Monday, January 30, 2017

A Ghostly Yearning: Passive with Desire by Choir Boy

The artwork for Choir Boy's Passive with Desire (released late last year on Team Love Records) features a pair of vampires with pale faces, black cloaks, fearsome fangs and blood-stained lips. One of them is eyeing you up hungrily, while the other twin appears to be in a state of near-orgasm as he imagines biting into your neck and bursting open your jugular vein.

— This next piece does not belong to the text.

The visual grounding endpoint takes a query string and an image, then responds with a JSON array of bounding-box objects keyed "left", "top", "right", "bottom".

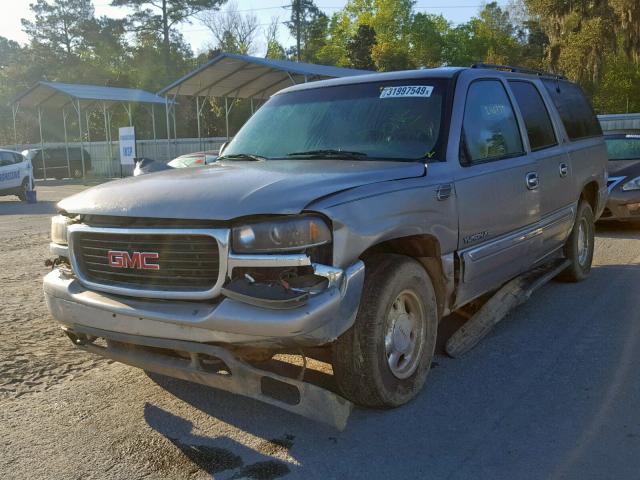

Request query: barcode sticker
[{"left": 380, "top": 85, "right": 433, "bottom": 98}]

Choir Boy mainman Adam Klopp - the man who dressed up as Dracula for those two photos - will offer you a dozen different explanations as to what the bloodthirsty vampires on the cover of his band's first album represent. They reflect the album's themes of death and depression and darkness, but there's also a nostalgic element to the image, which was conceived - at least in part - as an attempt to recreate a Halloween photo from Klopp's childhood. Then there's the way in which vampires, with their habit for feeding off of others, might be seen as a metaphor for abusive relationships, or our greedy capitalist society, or...

Yes, one can read lots of different things into the vampire imagery that adorns this album (and has also shown up in Choir Boy's gig posters, band photos, and a music video). But funnily enough, when I actually *listen* to Passive with Desire, I don't hear vampires at all - I hear a ghost.

It is a ghost - a consciousness with no body, no flesh, no physical presence at all - who floats through this album, aching to rejoin the corporeal world. Like a fragile glass ornament packed in bubble wrap, Adam Klopp's mournful, spectral falsetto is cushioned by layers of sumptuous new wave synth, creating an ethereal sound that triggers a kind of '80s-movie nostalgia but also feels strangely other, weightless and untethered from Earth's gravity. Klopp doesn't sound like a being made of flesh and bone and sinew; he sounds like a spirit who can scarcely even remember the last time he set foot on solid ground.


Still, the memories are there, faint and few and far between though they be. In Blood Moon, perhaps Passive with Desire's best moment, we hear the ghost make aching references to his childhood, and specifically to his parents' house. Elsewhere, Angel Dog suggests a blurry recollection of old neighbours and their presumably long-dead pet. Fragments of a life are scattered throughout this album, but the humanity that would tie them all together remains agonisingly out of reach.

Out of reach for the most part, anyway. Every so often, the otherworldly synth soundscape parts and a flash of live instrumentation appears like a glimpse of moonlight on a cloudy autumn evening. There's the violin figure that joins the fray towards the end of Leave Me Be; there's the shimmering guitar pattern that heralds the arrival of the title track; and there's the gorgeous, moaning trumpet heard in the midst of Sanitarium, the melancholy pool of stillness and calm at the centre of all this out-of-body turmoil.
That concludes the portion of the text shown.